Futures in New York are up about 16% this week. China’s industrial output increased in April for the first time since the coronavirus outbreak, signaling economic recovery aided by government stimulus efforts. Meanwhile, Saudi Arabia will slash supply to its global customers in June as part of OPEC and its allies’ record production cuts.
Oil prices still are down more than 50% this year. Demand still is far below pre-virus levels, but BP sees evidence of consumption rising and the International Energy Agency said the market’s outlook has improved. Governments from Europe to India are easing lockdown measures in an attempt to kick-start their economies again.
As more regions across the U.S. “are beginning the process of returning to work, we are already seeing an increase in product demand,” Tom Nimbley, CEO of refiner PBF Energy Inc. said in an earnings report.

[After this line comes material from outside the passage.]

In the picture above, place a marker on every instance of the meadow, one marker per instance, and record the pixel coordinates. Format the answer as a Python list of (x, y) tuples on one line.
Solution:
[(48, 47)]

Other market indicators also are showing that the huge oversupply is draining. Timespreads — the difference in prices between near-term oil contracts and those for later delivery — are the narrowest in about two months in Europe, the U.S. and the Middle East. Options markets also have turned their least bearish since March. The number of supertankers signaling China is the highest in three years, signaling higher demand.
Industrial output in Asia’s biggest economy rose 3.9% from a year earlier, reversing a drop of 1.1% in March, data showed May 15. In spite of the improvement, the Chinese economy “hasn’t returned to normal level,” said Liu Aihua, a spokeswoman for the National Bureau of Statistics.
However, the oil market’s recovery remains fragile. While Saudi Arabia plans to reduce supply further from June, more than 30 tankers laden with the kingdom’s crude are set to reach the U.S. this month and the next, according to ship-tracking data compiled by Bloomberg. That could put fresh pressure on storage just as a glut shows signs of easing.